I have been writing for years and years and years that you can’t have too much starting pitching. In fact, I wrote those exact words for MetsBlog back on September 19, 2014. Over the last fifteen years prior to 2015, the Mets used an average of 10.9 starting pitchers per year. Of those, 8.9 of those pitchers made 3 or more starts — showing that these were extended stays in the rotation rather than spot starts. As I wrote back then:

Take the 2007 Mets, who missed the playoffs by a single game. That year, the Mets scattered 10 starts between Brian Lawrence (6), Jason Vargas (2), David Williams (1) and Chan Ho Park (1). These four starting pitchers combined to give up 54 earned runs over 47.2 innings for 10.19 ERA and 4.2 innings per start.

The inclusion of Jason Vargas there is, I promise you, coincidental.
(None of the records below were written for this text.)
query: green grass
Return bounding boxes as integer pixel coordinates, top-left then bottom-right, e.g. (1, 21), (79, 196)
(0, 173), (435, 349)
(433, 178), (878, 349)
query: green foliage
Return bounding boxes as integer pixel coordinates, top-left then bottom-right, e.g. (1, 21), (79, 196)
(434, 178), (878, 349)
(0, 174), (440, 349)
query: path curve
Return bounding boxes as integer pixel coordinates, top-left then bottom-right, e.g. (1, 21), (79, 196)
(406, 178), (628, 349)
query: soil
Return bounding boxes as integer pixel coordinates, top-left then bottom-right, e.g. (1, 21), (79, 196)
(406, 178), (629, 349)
The point is that even last year, where the Mets got a whopping 116 starts from their top four starters (deGrom, Thor, Wheeler, Matz), they still called upon Corey Oswalt to start 12 games, along with Lugo, Conlon, Blevins, Gagnon and Flexen. They won’t likely have similar health luck in 2019 with their starters.

Behind Vargas this year, the Mets have the same cast as last year, plus Hector Santiago and Walker Lockett.

Despite the above, the Mets decided to acquire player after player to shore up positions where they don’t have urgent needs (looking at you, Jeff McNeil) and their only remaining rumored interest is in AJ Pollock who would be replacing not one, but two, above replacement players in Juan Lagares and Keon Broxton. You may not love Lagares or Broxton — and I do love me some Lagares — but even in their pessimistic projections, they are worthy of being on major league rosters. Not to mention that the logjam in the infield means Michael Conforto or Brandon Nimmo might need to shift to center field.

Meanwhile, the Mets have a glaring, four-alarm weakness staring them in the face, ready to pitch every fifth day. Jason Vargas is in line to get exactly the same number of starts as Noah Syndergaard or Zack Wheeler, and that’s if everything goes right. More likely, Vargas and whoever is in line in the sixth and seventh starter spots will combine for north of 40 starts.

There is a chance that Vargas defies all of the trends and is effective and healthy in 2019. But are those odds higher than the odds that Lagares or Broxton puts together a decent, healthy campaign? Are those odds higher than the odds that Jeff McNeil, who hit .329 last year, is a bona-fide major leaguer who has no business being sixth on our infield depth chart?

I think we all know the answer to that.